To be eligible, individuals must submit an administrative and medical file to their municipality’s social services. A commission reviews the application before the card is issued and then activated via CNAS.
( MédiTerranée )

This initiative represents a tangible step forward in access to medicines for the most disadvantaged in Algeria, combining digitalization, free access, and expanded therapeutic coverage.
( Echorouk Online )


Beyond its humanitarian impact, this measure sends several strong signals in terms of market access and pharmaceutical policy.

Three key implications to highlight

1) Institutionalizing equity of access

By formally integrating uninsured populations into a structured national scheme, the State expands the scope of “public” demand and reinforces a model of access based on medical need, not only insurance status.

2) Strengthening the public payer’s role as system architect

Defining an eligible medicines list, using contracted pharmacies, and digitizing the pathway strengthens the payer’s ability to steer access, traceability, and budget sustainability.

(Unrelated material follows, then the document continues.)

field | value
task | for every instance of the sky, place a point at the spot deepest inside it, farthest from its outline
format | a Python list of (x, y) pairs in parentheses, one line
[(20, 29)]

3) Opening new space for non-promotional partnerships

Such a system creates a favorable environment for “system-building” public–private partnerships, including:

  • supporting structured care pathways,
  • improving data collection,
  • strengthening capabilities (diagnosis, follow-up, training),
  • within a strictly compliant, non-commercial framework.

Market access impacts to watch closely

  • Expanded coverage scope: broader access for additional patient segments.
  • Stronger public steering (eligibility criteria, official list, defined channels): more structured and predictable access.
  • Accelerated digitalization: pathway optimization and improved traceability, subject to health-authority oversight.

Market access is not limited to price and reimbursement. It is also built through public policy decisions that redefine the rules of the game, the target populations, and the levers of long-term impact.